I have been using dask for speeding up some larger scale analyses. Dask is a really great tool for inplace replacement for parallelizing some pyData-powered analyses, such as numpy, pandas and even scikit-learn.
However, I recently found an interesting case where using same syntax in dask.dataframe for pandas.dataframe does not acheive what I want.

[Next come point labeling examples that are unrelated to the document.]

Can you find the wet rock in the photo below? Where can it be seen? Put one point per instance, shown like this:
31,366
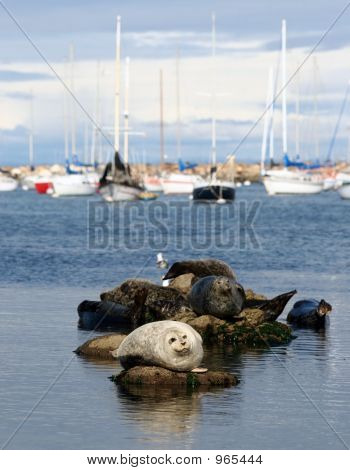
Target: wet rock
214,330
161,303
183,283
251,295
162,377
101,347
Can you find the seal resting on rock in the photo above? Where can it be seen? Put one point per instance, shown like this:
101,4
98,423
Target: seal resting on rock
309,312
107,313
169,344
160,303
257,311
200,268
219,296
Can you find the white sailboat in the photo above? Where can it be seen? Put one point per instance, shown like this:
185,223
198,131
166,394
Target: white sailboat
80,182
7,183
116,183
215,190
285,181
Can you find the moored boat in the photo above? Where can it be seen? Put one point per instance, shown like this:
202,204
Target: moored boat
180,183
292,182
7,183
43,185
73,185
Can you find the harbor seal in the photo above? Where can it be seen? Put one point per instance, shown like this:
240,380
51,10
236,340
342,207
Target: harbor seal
200,268
257,311
219,296
309,312
169,344
160,303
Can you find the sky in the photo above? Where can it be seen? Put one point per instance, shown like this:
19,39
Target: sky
153,33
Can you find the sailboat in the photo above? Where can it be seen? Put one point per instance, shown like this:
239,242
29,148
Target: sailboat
7,183
79,181
215,190
116,183
285,181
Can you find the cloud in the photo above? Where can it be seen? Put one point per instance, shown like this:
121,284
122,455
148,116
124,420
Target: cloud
18,76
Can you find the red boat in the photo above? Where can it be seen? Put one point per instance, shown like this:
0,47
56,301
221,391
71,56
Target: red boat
43,186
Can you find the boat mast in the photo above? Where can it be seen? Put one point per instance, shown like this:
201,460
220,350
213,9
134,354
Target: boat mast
65,119
161,117
126,111
178,121
31,131
72,104
213,119
117,95
297,118
267,121
284,91
316,120
272,109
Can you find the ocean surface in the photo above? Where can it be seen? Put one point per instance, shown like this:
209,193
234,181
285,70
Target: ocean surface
54,253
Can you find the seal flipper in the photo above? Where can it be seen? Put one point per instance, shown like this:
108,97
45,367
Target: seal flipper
273,307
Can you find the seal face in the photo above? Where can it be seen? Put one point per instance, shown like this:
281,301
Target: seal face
169,344
219,296
309,312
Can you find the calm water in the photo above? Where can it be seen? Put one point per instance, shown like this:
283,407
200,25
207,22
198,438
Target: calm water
290,397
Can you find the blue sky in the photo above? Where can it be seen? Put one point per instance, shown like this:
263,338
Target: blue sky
248,39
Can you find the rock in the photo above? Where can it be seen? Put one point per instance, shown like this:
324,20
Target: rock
101,347
161,303
183,283
163,377
213,329
251,295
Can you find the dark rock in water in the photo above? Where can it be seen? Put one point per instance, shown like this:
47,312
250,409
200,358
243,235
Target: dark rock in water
157,376
219,296
215,330
310,312
94,315
200,268
251,295
101,347
160,303
259,311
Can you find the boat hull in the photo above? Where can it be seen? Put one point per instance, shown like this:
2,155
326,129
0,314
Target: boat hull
152,184
73,185
115,192
344,191
275,186
8,184
214,193
179,183
43,186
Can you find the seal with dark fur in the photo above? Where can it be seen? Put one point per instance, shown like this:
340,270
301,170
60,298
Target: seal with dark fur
200,268
310,312
219,296
161,303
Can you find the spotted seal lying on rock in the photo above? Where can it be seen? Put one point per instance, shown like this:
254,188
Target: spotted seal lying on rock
200,268
309,312
219,296
169,344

So in this post, I will document how to overcome it for my future self.
As usual, lets import all the useful libraries:
import pandas as pd
import dask.dataframe as dd
I will use the famous titanic dataset as an example to show that how dask can act weirdly under groupby + apply operations.

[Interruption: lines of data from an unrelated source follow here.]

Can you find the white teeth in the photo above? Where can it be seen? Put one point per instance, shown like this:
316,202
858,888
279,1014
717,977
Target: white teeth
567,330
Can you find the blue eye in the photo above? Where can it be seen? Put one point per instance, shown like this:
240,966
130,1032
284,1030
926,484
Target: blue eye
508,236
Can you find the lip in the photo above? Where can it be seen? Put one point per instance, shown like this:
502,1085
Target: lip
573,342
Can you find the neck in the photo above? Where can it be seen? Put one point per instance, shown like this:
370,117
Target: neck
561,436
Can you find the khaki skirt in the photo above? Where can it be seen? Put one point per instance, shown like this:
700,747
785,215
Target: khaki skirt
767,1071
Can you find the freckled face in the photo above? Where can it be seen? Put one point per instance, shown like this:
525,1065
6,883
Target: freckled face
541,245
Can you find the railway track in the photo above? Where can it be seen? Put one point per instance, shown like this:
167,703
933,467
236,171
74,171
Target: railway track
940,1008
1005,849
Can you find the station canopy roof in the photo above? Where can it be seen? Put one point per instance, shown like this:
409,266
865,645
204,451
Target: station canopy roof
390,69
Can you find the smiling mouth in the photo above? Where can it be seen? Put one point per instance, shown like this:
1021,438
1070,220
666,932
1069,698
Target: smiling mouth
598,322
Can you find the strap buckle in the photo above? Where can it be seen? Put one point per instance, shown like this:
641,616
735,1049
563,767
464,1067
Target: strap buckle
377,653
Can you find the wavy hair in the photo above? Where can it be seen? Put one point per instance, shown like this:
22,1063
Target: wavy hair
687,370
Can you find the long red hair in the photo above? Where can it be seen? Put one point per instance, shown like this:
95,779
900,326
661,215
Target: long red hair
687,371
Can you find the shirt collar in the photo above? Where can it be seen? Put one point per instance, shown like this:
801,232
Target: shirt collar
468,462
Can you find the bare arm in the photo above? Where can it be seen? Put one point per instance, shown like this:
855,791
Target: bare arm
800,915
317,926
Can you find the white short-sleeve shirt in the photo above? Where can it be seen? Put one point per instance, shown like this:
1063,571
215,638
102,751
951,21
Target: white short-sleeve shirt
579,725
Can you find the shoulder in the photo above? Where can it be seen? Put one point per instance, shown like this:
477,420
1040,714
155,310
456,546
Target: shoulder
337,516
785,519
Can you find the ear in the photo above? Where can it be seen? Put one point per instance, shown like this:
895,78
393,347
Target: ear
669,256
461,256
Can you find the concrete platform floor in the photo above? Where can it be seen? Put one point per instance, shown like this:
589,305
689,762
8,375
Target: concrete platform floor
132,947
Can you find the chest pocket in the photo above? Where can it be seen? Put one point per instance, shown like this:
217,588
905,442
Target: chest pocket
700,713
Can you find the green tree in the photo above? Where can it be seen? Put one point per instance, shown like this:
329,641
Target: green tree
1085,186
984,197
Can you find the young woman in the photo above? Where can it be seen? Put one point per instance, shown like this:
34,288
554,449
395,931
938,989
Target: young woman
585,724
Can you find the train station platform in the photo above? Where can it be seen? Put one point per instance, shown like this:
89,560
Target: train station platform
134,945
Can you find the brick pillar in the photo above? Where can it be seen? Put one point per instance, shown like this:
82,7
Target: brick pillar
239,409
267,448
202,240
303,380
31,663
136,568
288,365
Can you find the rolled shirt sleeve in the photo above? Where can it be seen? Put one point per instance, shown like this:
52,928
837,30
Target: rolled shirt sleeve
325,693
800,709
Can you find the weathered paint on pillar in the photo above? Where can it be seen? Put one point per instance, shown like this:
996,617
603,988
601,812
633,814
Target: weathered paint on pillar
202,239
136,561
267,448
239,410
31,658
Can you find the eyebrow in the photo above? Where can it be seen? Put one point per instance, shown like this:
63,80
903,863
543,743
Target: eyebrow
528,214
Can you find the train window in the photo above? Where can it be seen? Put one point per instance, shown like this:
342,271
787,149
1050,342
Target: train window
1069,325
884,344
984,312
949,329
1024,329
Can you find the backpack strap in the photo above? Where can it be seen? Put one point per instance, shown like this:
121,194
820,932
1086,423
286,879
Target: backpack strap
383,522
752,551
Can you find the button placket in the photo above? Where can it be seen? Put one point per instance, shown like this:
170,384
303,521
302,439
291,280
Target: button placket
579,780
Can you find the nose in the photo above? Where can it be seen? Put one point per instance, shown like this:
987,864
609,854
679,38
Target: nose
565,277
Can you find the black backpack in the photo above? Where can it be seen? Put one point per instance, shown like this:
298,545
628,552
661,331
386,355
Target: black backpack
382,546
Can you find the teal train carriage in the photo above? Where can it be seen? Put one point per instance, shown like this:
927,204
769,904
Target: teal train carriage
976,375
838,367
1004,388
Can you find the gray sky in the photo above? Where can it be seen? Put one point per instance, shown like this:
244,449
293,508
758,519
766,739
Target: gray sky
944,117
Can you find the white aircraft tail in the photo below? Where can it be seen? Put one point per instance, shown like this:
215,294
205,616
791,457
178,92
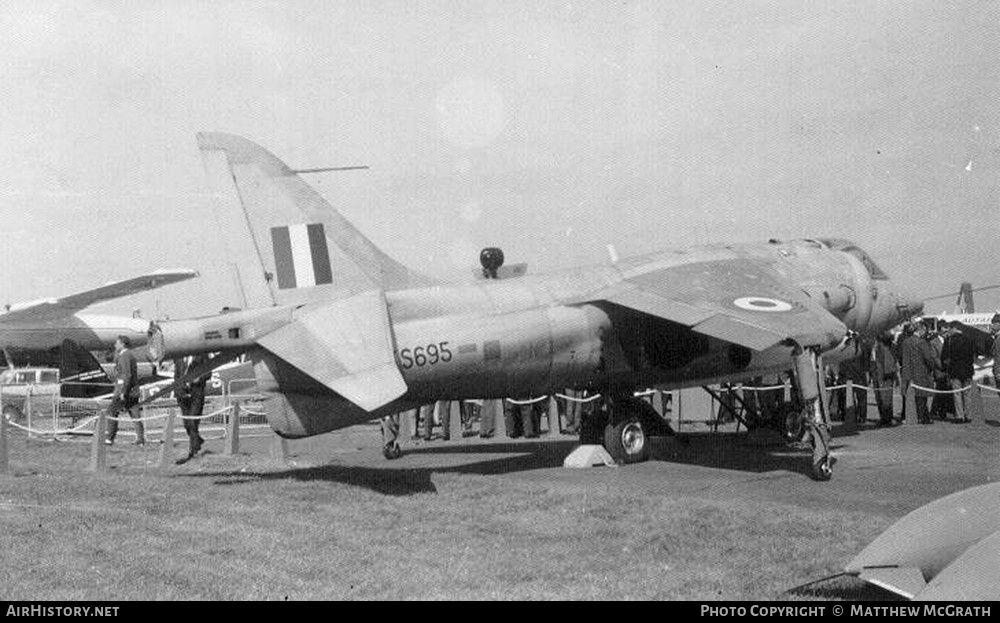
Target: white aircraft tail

titanic = pd.read_csv('http://web.stanford.edu/class/archive/cs/cs109/cs109.1166/stuff/titanic.csv')
titanic.head()
Survived | Pclass | Name | Sex | Age | Siblings/Spouses Aboard | Parents/Children Aboard | Fare | |
---|---|---|---|---|---|---|---|---|
0 | 0 | 3 | Mr. Owen Harris Braund | male | 22.0 | 1 | 0 | 7.2500 |
1 | 1 | 1 | Mrs. John Bradley (Florence Briggs Thayer) Cum... | female | 38.0 | 1 | 0 | 71.2833 |
2 | 1 | 3 | Miss. Laina Heikkinen | female | 26.0 | 0 | 0 | 7.9250 |
3 | 1 | 1 | Mrs. Jacques Heath (Lily May Peel) Futrelle | female | 35.0 | 1 | 0 | 53.1000 |
4 | 0 | 3 | Mr. William Henry Allen | male | 35.0 | 0 | 0 | 8.0500 |
I will illustrate the problem by counting how many survivors in each age and sex group, using the following function:
def count_survival(d):
'''
summarize survivor, and return an dataframe for the single value-ed array
'''
return pd.DataFrame({'survived':[d.Survived.sum()]})
A regular pandas way to do it would be:
titanic \
.groupby(['Age','Sex'])\
.apply(count_survival)\
.head()
survived | |||
---|---|---|---|
Age | Sex | ||
0.42 | male | 0 | 1 |
0.67 | male | 0 | 1 |
0.75 | female | 0 | 2 |
0.83 | male | 0 | 2 |
0.92 | male | 0 | 1 |
Lets translate the pandas.dataframe to a dask.dataframe and do the same
dask_job = titanic \
.pipe(dd.from_pandas, npartitions=24)\
.groupby(['Age','Sex']) \
.apply(count_survival, meta={'survived':'f8'})
This is not going to return any result until we do dask_job.compute()
, but dask also include a visualize function to show the task graph:
dask_job.visualize()
The resultant task graph is much more complicated than I would've expected, and this is actually because data shuffling behind the scene. Suggested by the dask documentation, this issue can be resolved by setting a groupby key as index:
dask_job = titanic \
.set_index('Age')\
.pipe(dd.from_pandas, npartitions=24)\
.groupby(['Age','Sex']) \
.apply(count_survival, meta={'survived':'f8'})
dask_job.visualize()